Heritage Facts Bundle #4
For 300 years the White Plains Presbyterian Church has been nurturing faith in our city. Heritage Facts, or snippets of history, appear in our Sunday bulletin every week. Check the index for other posts.
March – April 2013
HERITAGE FACT: The first pastor to serve the Rye and White Plains Presbyterian Churches was The Rev. John Walton, a native of New London and a graduate of Yale College. Walton was known as a pastor in the dissenting, or English Puritan, tradition. Though serving both congregations for many years, Rev. Walton moved his home from Rye to White Plains in 1726.
HERITAGE FACT: When this congregation as first established in 1714, the members of the church were subjects of Queen Anne. Anne the last of the English Monarchs and the final Stuart to hold the throne. Her reign saw the Act of Union (1707) which united England and Scotland under a British Monarchy. But her reign was already near an end. The same year this congregation began meeting saw the ascension of George I, the first of the Hanoverian line who would hold the throne until the twentieth century.

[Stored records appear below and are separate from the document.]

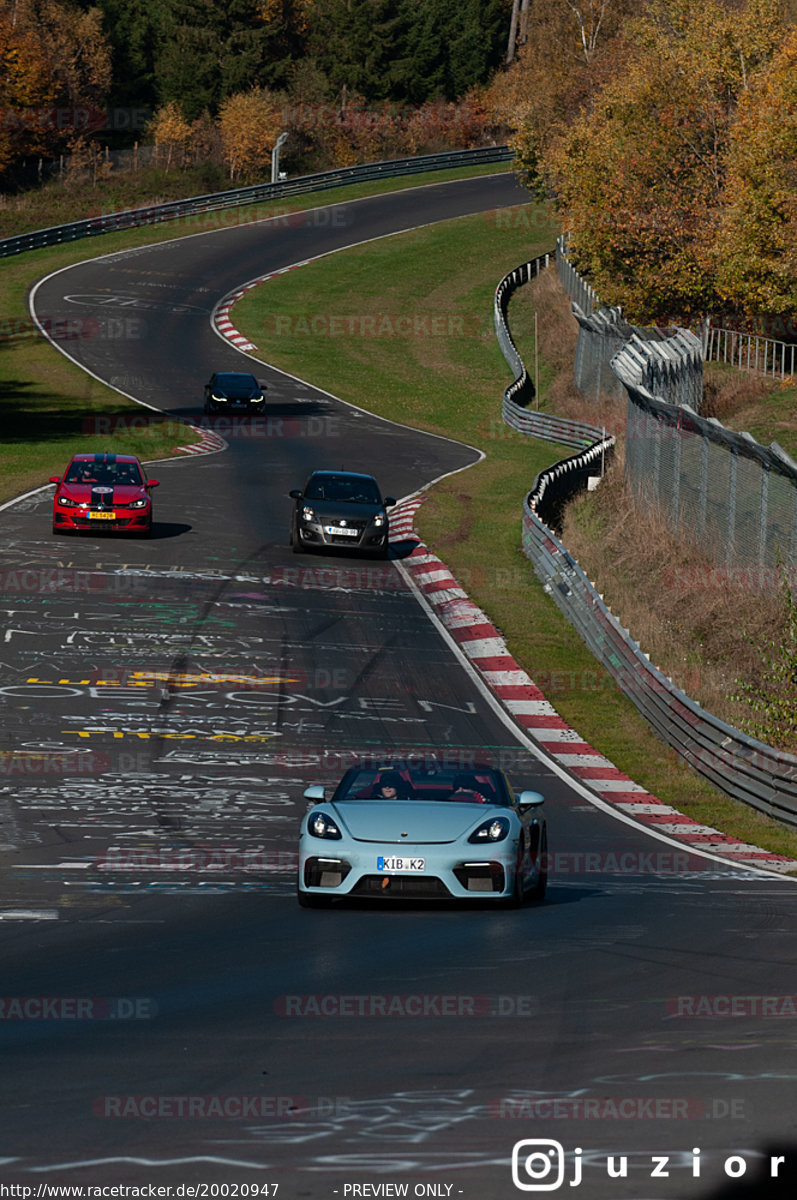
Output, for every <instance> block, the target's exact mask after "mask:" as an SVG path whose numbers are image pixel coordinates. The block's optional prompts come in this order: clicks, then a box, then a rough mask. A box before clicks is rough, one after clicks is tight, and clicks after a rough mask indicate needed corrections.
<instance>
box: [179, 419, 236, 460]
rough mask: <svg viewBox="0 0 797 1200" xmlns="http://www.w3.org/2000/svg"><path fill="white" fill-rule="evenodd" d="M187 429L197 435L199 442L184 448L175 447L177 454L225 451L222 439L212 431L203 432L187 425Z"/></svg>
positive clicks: (226, 443) (223, 443)
mask: <svg viewBox="0 0 797 1200" xmlns="http://www.w3.org/2000/svg"><path fill="white" fill-rule="evenodd" d="M187 428H190V430H191V432H192V433H198V434H199V440H198V442H190V443H188V444H187V445H184V446H175V448H174V449H175V451H176V452H178V454H215V452H216V450H226V449H227V443H226V442H224V439H223V438H222V437H220V434H218V433H215V432H214V431H212V430H203V428H199V427H198V426H197V425H188V426H187Z"/></svg>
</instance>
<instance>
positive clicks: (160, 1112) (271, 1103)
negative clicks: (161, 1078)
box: [91, 1094, 350, 1195]
mask: <svg viewBox="0 0 797 1200" xmlns="http://www.w3.org/2000/svg"><path fill="white" fill-rule="evenodd" d="M349 1105H350V1100H349V1099H348V1097H343V1096H316V1097H307V1096H245V1094H244V1096H156V1094H149V1096H137V1094H136V1096H134V1094H119V1096H98V1097H97V1098H96V1099H95V1100H94V1103H92V1105H91V1111H92V1112H94V1115H95V1116H96V1117H122V1118H124V1117H126V1118H128V1120H130V1118H138V1120H152V1118H157V1120H167V1121H210V1120H218V1118H221V1120H223V1121H247V1120H260V1121H262V1120H271V1121H275V1120H276V1121H283V1120H298V1118H299V1120H306V1118H307V1117H319V1118H324V1120H334V1118H336V1117H342V1116H346V1115H347V1114H348V1112H349ZM241 1194H242V1195H244V1194H245V1193H241Z"/></svg>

HERITAGE FACT: Our earliest parishioners who lived a trade lived in the village. The farmers resided in the surrounding areas and from the hill tops on their land they enjoyed the most wonderful spread of nature – sweeping vistas of the lower areas, flanked by the Bronx and Mamaroneck Rivers. The higher promontories continue to be known today by the same names: Chatterton Hill on the west side of the Bronx River, Hatfield Hill, Merritt Hill and Purdy Hill on the White Plains side of the Bronx River. Several miles to the north, nestled against Miller Hill, stood Miller farmhouse.
HERITAGE FACT: As our children lead our Palm Sunday procession today, it might be interesting to know some history of our church school. Our earliest Church School classes met in our former sanctuary.

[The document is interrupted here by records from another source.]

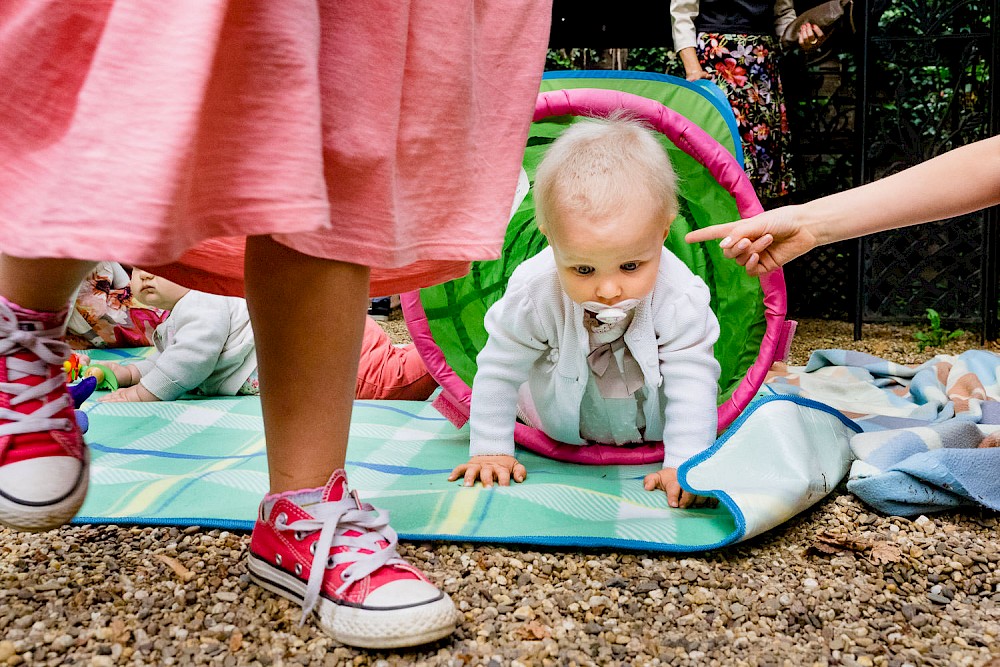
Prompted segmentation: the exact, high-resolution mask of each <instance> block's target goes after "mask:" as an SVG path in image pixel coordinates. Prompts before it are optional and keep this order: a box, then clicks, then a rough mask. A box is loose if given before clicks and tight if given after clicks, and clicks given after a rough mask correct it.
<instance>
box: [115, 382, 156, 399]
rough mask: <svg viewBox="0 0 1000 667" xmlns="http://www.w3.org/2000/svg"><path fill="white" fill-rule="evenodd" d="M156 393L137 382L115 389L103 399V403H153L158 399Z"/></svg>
mask: <svg viewBox="0 0 1000 667" xmlns="http://www.w3.org/2000/svg"><path fill="white" fill-rule="evenodd" d="M158 400H160V399H158V398H157V397H156V394H154V393H153V392H151V391H150V390H148V389H146V388H145V387H143V386H142V385H141V384H135V385H132V386H131V387H126V388H124V389H119V390H117V391H113V392H111V393H110V394H108V395H107V396H105V397H104V398H102V399H101V402H102V403H125V402H133V403H152V402H153V401H158Z"/></svg>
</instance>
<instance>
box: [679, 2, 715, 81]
mask: <svg viewBox="0 0 1000 667" xmlns="http://www.w3.org/2000/svg"><path fill="white" fill-rule="evenodd" d="M697 15H698V0H670V35H671V37H672V38H673V41H674V51H676V52H677V55H678V57H679V58H680V59H681V63H682V64H683V65H684V75H685V77H686V78H687V80H688V81H697V80H698V79H707V78H709V74H708V72H706V71H705V69H704V68H703V67H702V66H701V63H700V62H699V61H698V52H697V50H696V49H695V46H696V45H697V43H698V33H697V30H696V29H695V27H694V18H695V17H696V16H697Z"/></svg>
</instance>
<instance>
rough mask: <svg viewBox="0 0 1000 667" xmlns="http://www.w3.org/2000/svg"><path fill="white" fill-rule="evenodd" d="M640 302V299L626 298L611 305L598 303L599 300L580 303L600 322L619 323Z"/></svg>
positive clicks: (608, 323) (606, 323) (621, 320)
mask: <svg viewBox="0 0 1000 667" xmlns="http://www.w3.org/2000/svg"><path fill="white" fill-rule="evenodd" d="M638 304H639V299H625V300H624V301H619V302H618V303H615V304H612V305H610V306H609V305H607V304H604V303H598V302H597V301H584V302H583V303H581V304H580V305H581V306H583V307H584V308H585V309H587V310H589V311H590V312H592V313H594V317H596V318H597V319H598V321H599V322H603V323H604V324H618V323H619V322H621V321H622V320H624V319H625V318H626V317H628V311H630V310H632V309H633V308H635V307H636V306H637V305H638Z"/></svg>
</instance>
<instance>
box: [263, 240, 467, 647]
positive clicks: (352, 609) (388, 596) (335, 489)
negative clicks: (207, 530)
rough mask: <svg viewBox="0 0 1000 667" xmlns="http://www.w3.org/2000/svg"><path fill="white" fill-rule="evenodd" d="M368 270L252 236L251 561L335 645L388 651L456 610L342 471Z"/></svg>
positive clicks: (362, 331)
mask: <svg viewBox="0 0 1000 667" xmlns="http://www.w3.org/2000/svg"><path fill="white" fill-rule="evenodd" d="M368 273H369V271H368V268H367V267H363V266H358V265H356V264H347V263H344V262H332V261H327V260H321V259H316V258H313V257H307V256H305V255H302V254H300V253H297V252H295V251H294V250H290V249H289V248H286V247H284V246H282V245H280V244H278V243H276V242H275V241H274V240H272V239H271V238H269V237H259V236H258V237H252V238H248V239H247V249H246V267H245V276H246V295H247V303H248V305H249V306H250V318H251V320H252V321H253V328H254V336H255V338H256V341H257V363H258V367H257V372H258V377H259V379H260V389H261V391H260V398H261V405H262V407H263V411H264V431H265V433H266V435H267V461H268V467H269V471H270V478H271V494H269V495H268V496H265V498H264V500H263V502H262V503H261V508H260V514H259V516H258V519H257V522H256V524H255V525H254V529H253V534H252V535H251V537H250V555H249V559H248V568H249V571H250V576H251V578H252V579H253V580H254V581H256V582H257V583H258V584H260V585H261V586H263V587H264V588H266V589H268V590H270V591H272V592H274V593H277V594H279V595H284V596H285V597H288V598H289V599H292V600H296V601H300V602H301V603H302V608H303V611H304V613H309V612H311V611H313V610H315V611H316V613H317V615H318V617H319V622H320V625H321V626H322V627H323V629H324V630H326V632H328V633H329V634H330V635H332V636H333V637H334V638H335V639H337V640H338V641H341V642H344V643H346V644H350V645H352V646H362V647H369V648H383V649H384V648H396V647H402V646H414V645H417V644H423V643H426V642H430V641H434V640H436V639H440V638H441V637H444V636H446V635H448V634H450V633H451V632H453V631H454V630H455V623H456V621H457V618H458V616H457V613H456V611H455V605H454V604H453V603H452V601H451V599H450V598H449V597H448V596H447V595H445V594H444V593H442V592H441V591H440V590H438V588H437V587H436V586H434V585H433V584H432V583H430V582H429V581H428V580H427V578H426V577H425V576H424V575H423V574H421V573H420V572H419V571H418V570H416V569H415V568H414V567H413V566H411V565H410V564H409V563H407V562H406V561H405V560H403V559H402V558H400V557H399V556H398V555H396V539H397V537H396V533H395V532H394V531H393V530H392V528H390V527H389V525H388V518H387V517H386V516H385V515H384V514H383V513H381V512H379V511H378V510H376V509H375V508H373V507H372V506H371V505H367V504H365V503H363V502H361V501H360V500H359V499H358V497H357V496H353V497H352V496H349V495H347V493H348V488H347V478H346V476H345V473H344V472H343V471H342V470H341V468H343V466H344V458H345V454H346V451H347V435H348V432H349V430H350V426H351V407H352V404H353V401H354V388H355V383H356V379H357V372H358V356H359V354H360V351H361V337H362V332H363V331H364V326H365V313H366V312H367V310H368ZM317 487H320V488H317ZM335 544H336V545H337V546H336V547H334V545H335ZM304 564H305V565H308V566H309V568H310V569H309V574H308V575H306V574H305V571H306V570H305V569H304V568H303V565H304ZM318 573H322V574H321V575H319V576H313V575H314V574H318Z"/></svg>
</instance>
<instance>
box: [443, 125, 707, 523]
mask: <svg viewBox="0 0 1000 667" xmlns="http://www.w3.org/2000/svg"><path fill="white" fill-rule="evenodd" d="M535 203H536V213H537V216H538V217H537V220H538V227H539V230H540V231H541V232H542V233H543V234H544V235H545V237H546V239H547V240H548V242H549V247H548V248H546V249H545V250H543V251H542V252H540V253H538V254H537V255H535V256H534V257H532V258H531V259H528V260H527V261H525V262H523V263H522V264H521V265H520V266H518V267H517V269H516V270H515V271H514V273H513V275H512V276H511V278H510V281H509V282H508V285H507V289H506V290H505V292H504V294H503V296H502V297H501V298H500V299H499V300H498V301H497V302H496V303H494V304H493V306H491V307H490V309H489V311H488V312H487V313H486V321H485V324H486V331H487V333H488V334H489V338H488V339H487V342H486V345H485V346H484V347H483V349H482V351H481V352H480V353H479V356H478V358H477V360H476V364H477V371H476V376H475V379H474V380H473V384H472V405H471V414H470V418H469V422H470V429H471V430H470V454H471V457H470V459H469V461H468V463H465V464H462V465H459V466H457V467H455V469H454V470H453V471H452V473H451V476H450V477H449V479H450V480H456V479H459V478H460V477H461V478H464V483H465V485H466V486H472V485H474V484H475V483H476V480H479V481H481V482H482V483H483V485H484V486H491V485H492V484H493V482H494V480H496V481H497V482H499V483H500V484H501V485H504V486H506V485H509V484H510V480H511V479H513V480H514V481H515V482H521V481H524V479H525V477H526V475H527V471H526V469H525V467H524V465H522V464H521V463H520V462H518V460H517V459H516V458H515V457H514V423H515V421H516V420H515V417H516V416H519V417H520V418H521V419H522V421H524V422H526V423H527V424H529V425H531V426H533V427H536V428H538V429H540V430H541V431H543V432H544V433H545V434H546V435H548V436H549V437H551V438H553V439H555V440H558V441H562V442H567V443H570V444H579V445H586V444H588V443H595V442H596V443H602V444H611V445H627V444H629V443H637V442H644V441H647V440H649V441H658V440H662V441H663V450H664V457H663V467H662V468H661V469H660V470H659V471H658V472H654V473H650V474H649V475H646V476H645V478H644V479H643V486H644V487H645V489H646V490H647V491H654V490H660V491H663V492H664V494H665V496H666V498H665V499H666V502H667V504H668V505H669V506H670V507H689V506H690V505H691V504H692V503H693V502H694V501H695V499H696V498H695V496H693V495H692V494H690V493H688V492H687V491H684V490H683V489H681V487H680V484H679V483H678V481H677V467H678V466H679V465H680V464H681V463H682V462H684V461H685V460H687V459H688V458H690V457H691V456H694V455H695V454H698V453H699V452H701V451H703V450H705V449H707V448H708V447H709V446H710V445H711V444H712V443H713V442H714V441H715V430H716V424H717V417H718V414H717V408H716V398H717V395H718V380H719V372H720V371H719V363H718V361H716V359H715V356H714V354H713V346H714V344H715V341H716V340H717V339H718V337H719V323H718V321H717V319H716V317H715V315H714V313H713V312H712V310H711V308H710V306H709V301H710V299H711V294H710V293H709V289H708V287H707V286H706V285H705V283H704V282H702V280H701V279H700V278H698V277H697V276H695V275H694V274H693V273H692V272H691V270H690V269H688V267H687V266H685V264H684V263H683V262H681V260H680V259H678V258H677V257H676V256H674V255H673V254H672V253H671V252H670V251H668V250H667V249H666V248H664V246H663V242H664V240H665V239H666V237H667V233H668V231H669V230H670V224H671V223H672V222H673V220H674V217H675V216H676V215H677V193H676V184H675V177H674V172H673V169H672V168H671V165H670V160H669V159H668V158H667V155H666V153H665V152H664V150H663V147H662V146H661V144H660V143H659V141H658V140H657V139H656V137H655V136H653V134H652V132H651V131H650V130H649V128H648V127H646V126H645V125H643V124H641V123H640V122H638V121H635V120H630V119H628V118H627V117H617V116H613V117H612V119H610V120H607V121H600V120H585V121H581V122H578V123H576V124H574V125H573V126H571V127H569V128H568V129H566V130H565V131H564V132H563V133H562V135H560V137H559V138H558V139H557V140H556V141H555V142H553V144H552V146H551V147H550V148H549V150H548V152H547V153H546V155H545V158H544V159H543V160H542V162H541V164H539V166H538V171H537V174H536V177H535Z"/></svg>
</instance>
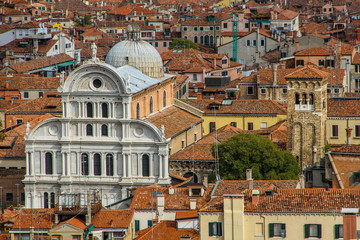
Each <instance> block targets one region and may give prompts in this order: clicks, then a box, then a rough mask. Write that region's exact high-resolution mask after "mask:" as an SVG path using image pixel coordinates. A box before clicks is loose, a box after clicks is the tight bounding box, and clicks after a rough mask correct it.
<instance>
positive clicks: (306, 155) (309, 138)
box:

From 1825 to 1854, twenty-five to thirty students sat on each side of the pulpit, the boys being taught by Elder Purdy and the girls by Mrs. Bogart. When fire destroyed that sanctuary in 1854, the classes were moved to the manse until a temporary “lecture room” could be built on the corner of Barker Ave. That structure was later replaced by the New Chapel in 1888 (which is currently the location of the Upper Room and the Thrift Shop). The construction of the Church House in 1922 joined the chapel to the Sanctuary and became the newest home for church school, with classes meeting in cubicles between the wooden posts. A growing Church School program was one reason for the building expansion in 1963, when the present classrooms were designed.
HERITAGE FACT: The large Allin Window in our chancel dates from the 1940s. It was installed as part of a sanctuary beautification project, and was the gift of George Allin. The stained glass depicts the heavenly host of Isaiah chapter six singing “Holy, Holy, Holy, Lord God Almighty.”